De siempre me han gustado las bicicletas. Tal vez porque, en lo más profundo de mis recuerdos infantiles, sigue vigente el deseo inalcanzado de tener una nueva, lo que sólo pudo paliarse, en parte, con una Frankenstein a pedales, resultado de la unión de piezas de otras, repintada mil veces y cedida en herencia forzosa por un amigo de mi hermano mayor cuando emprendía la incierta aventura de la emigración a Cataluña.  Es difícil que la compra posterior de los coches que he tenido me haya supuesto mayor ilusión que aquel legado que me ofrecía evasión y libertad, a cambio de entrar en el peligroso mundo del tráfico rodado y acceder por vez primera a la propiedad privada.  

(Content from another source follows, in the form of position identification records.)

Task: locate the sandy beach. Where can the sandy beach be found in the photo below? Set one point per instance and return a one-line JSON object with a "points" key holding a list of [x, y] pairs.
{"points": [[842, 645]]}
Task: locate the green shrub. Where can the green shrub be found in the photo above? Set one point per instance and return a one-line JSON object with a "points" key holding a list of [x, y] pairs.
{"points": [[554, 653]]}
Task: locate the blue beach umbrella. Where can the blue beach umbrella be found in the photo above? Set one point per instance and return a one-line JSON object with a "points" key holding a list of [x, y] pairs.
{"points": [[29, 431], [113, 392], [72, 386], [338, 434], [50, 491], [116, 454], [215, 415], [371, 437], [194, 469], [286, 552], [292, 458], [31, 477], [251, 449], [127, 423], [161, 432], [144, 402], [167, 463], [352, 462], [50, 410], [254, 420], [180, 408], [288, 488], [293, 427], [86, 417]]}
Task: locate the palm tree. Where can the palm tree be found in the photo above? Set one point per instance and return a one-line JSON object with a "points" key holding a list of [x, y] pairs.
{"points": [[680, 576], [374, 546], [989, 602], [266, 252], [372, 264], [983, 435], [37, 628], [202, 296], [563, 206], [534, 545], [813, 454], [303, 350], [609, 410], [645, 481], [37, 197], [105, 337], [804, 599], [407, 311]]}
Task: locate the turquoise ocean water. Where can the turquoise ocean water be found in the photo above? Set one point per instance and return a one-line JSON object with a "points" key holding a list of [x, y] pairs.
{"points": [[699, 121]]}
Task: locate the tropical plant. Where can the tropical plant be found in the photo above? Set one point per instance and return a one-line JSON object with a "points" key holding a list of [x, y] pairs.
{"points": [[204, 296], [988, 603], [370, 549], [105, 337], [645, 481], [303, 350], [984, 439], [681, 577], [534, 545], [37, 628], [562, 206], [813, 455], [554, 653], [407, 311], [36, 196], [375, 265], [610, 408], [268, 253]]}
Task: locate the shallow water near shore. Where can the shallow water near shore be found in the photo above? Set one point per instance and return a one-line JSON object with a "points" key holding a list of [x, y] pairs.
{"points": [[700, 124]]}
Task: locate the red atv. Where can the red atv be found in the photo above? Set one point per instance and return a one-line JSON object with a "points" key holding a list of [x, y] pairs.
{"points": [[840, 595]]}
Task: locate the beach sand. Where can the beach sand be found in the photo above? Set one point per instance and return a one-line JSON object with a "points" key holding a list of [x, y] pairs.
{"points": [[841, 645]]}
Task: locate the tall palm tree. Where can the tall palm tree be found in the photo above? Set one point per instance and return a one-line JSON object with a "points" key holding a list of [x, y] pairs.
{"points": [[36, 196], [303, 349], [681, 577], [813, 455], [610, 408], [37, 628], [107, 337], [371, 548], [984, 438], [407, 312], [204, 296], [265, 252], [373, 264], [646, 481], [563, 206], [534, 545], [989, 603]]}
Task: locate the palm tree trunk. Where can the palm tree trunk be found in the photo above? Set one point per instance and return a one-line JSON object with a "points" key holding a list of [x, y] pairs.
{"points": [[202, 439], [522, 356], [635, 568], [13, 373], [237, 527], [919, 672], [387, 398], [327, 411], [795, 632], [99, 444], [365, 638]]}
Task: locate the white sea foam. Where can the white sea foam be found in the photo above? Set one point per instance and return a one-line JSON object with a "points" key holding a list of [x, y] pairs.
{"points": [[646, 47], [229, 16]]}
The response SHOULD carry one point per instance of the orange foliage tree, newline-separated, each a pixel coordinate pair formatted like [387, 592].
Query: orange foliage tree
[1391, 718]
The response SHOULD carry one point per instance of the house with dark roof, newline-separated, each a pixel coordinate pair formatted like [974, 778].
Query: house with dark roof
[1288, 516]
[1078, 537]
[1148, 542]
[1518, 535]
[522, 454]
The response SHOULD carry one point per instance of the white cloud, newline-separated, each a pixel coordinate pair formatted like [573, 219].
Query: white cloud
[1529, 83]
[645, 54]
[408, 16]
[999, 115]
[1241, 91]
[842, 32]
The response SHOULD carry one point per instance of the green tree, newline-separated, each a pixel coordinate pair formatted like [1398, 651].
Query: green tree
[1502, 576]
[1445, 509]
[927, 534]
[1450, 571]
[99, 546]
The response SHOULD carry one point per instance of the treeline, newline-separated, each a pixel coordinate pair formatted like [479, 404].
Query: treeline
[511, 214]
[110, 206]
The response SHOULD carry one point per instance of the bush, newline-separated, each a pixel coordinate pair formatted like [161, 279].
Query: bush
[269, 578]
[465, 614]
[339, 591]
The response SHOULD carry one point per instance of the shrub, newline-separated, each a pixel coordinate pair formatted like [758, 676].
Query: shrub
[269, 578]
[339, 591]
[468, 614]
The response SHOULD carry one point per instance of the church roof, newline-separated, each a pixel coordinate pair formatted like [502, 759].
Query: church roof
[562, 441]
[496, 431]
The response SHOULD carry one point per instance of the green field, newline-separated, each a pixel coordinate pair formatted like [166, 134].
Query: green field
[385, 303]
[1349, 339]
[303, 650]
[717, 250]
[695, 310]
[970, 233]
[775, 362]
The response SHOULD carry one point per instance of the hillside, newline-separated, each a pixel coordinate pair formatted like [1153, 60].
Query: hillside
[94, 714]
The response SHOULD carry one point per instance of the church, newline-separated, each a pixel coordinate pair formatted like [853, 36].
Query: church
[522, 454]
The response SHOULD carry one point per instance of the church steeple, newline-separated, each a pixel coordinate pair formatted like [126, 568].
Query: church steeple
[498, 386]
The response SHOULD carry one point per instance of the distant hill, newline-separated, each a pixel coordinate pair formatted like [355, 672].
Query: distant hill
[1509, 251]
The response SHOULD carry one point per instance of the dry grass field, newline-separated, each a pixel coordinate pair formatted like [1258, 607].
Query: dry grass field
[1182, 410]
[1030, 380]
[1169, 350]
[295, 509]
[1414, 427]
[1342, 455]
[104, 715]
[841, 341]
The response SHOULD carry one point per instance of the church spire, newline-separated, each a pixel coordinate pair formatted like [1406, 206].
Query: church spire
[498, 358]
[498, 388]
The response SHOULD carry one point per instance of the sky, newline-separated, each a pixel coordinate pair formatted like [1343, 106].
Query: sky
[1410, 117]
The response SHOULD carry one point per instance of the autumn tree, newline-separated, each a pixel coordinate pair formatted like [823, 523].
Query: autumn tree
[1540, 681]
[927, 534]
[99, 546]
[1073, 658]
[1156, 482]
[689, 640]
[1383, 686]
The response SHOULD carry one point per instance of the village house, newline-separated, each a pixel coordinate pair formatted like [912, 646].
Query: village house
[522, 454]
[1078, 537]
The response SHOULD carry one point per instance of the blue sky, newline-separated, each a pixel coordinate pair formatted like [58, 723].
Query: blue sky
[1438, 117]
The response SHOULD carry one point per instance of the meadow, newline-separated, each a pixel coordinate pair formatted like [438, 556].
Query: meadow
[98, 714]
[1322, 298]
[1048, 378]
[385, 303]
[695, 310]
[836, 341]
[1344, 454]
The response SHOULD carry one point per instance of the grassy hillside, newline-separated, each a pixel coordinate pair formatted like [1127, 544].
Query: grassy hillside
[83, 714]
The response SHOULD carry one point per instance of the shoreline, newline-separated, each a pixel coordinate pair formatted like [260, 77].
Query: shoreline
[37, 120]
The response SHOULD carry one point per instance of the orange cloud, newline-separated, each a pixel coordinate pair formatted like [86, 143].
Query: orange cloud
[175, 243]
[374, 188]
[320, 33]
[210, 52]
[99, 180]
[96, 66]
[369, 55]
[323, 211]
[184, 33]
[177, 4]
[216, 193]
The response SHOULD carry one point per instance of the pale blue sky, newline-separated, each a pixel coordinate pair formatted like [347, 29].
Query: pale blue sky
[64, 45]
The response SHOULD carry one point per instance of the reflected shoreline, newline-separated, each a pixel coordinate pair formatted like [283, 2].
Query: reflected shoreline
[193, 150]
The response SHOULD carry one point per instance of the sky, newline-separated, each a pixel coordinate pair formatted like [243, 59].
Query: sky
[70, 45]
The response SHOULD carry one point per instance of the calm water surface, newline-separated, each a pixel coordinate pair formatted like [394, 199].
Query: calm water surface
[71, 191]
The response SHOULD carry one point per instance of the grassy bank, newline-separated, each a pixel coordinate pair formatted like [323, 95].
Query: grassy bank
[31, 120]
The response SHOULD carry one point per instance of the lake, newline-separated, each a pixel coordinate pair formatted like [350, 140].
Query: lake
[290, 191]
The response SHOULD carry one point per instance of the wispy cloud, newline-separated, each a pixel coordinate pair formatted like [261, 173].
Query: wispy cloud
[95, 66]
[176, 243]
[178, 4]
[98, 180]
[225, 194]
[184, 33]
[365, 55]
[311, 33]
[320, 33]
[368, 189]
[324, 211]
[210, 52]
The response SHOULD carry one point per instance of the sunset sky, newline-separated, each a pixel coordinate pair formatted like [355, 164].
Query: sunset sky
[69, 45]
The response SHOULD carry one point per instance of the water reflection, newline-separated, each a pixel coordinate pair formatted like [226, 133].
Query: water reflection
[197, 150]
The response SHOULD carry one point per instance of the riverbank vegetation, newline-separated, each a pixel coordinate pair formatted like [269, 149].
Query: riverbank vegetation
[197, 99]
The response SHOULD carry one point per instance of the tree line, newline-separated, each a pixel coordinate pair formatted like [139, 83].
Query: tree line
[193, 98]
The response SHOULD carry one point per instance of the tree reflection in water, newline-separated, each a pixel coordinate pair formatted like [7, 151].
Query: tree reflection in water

Las bicicletas son máquinas ecológicas y sanas. Lo mismo se prestan al juego sano que a la competición o sirven como medio de transporte. Silenciosas, ligeras, divertidas y saludables, nos sirven de forma natural y económica, sin contaminar, sin hacer trampas. De alguna de estas características derivan- precisamente- los mayores inconvenientes y riesgos para su conductor-pasajero: el mínimo roce o impacto se lo lleva el cuerpo, sin otra defensa que la propia piel, por lo que da escalofríos contemplar al ciclista inmerso en la vorágine de una hora punta driblando entre mastodontes de chapa, humo y ruido, aprovechando las ventajas de su escaso tamaño y agilidad para no detenerse en el atasco, pero candidato a convertirse en sufridor del mínimo desencuentro. Esto ha propiciado que en casi todas las ciudades se hayan puesto en funcionamiento recorridos exclusivos, carriles-bici, con los que disminuir este riesgo. 

Progresiva y suavemente –en principio, sólo como alternativa puntual e inevitable- se han ido dando casos de ciclistas que utilizaban aceras y otros lugares que creíamos para uso exclusivo de peatones a muy baja velocidad o llevándola a pie. Como el comportamiento humano tiene tendencias parecidas a las de los fluidos, pues quiere ocupar todo espacio en el que no encuentra límites, la cosa ha ido en aumento y el fenómeno se generaliza, la velocidad no es tan baja y el abuso es más continuo que ocasional. Cualquier día habrá protestas de ciclistas porque los viejos no se apartan y los niños no van de la mano por los espacios peatonales. De hecho, he presenciado cómo un grupo de zangolotinos increpaba a otro de señoras, en edad de ser como poco sus abuelas, por el delito de no hacerles el hueco necesario en una acera para cruzarse con ellas. En la vecina costa malagueña hay un pueblo que goza de un paseo marítimo junto al que discurre en paralelo – a distinta altura, señalizado y separado por pivotes- un carril-bici que, inexplicablemente, está vacío mientras se pedalea por el peatonal, sin que pueda entenderse la ausencia de medidas en quien debería poner orden. Detrás de cada abuso suele haber alguna negligencia, no falla.  

Posiblemente se infravalores un peligro no menor y esta práctica se observa en casi todas las ciudades de España. También, en Loja. Como esto pone en evidencia la falta de previsión y de cumplimiento del deber de algunos y la escasez de luces de otros, es de esperar que, mientras se pone remedio, no nos atropelle una bicicleta en la acera. Más que nada, para no aborrecer algo tan bello y útil.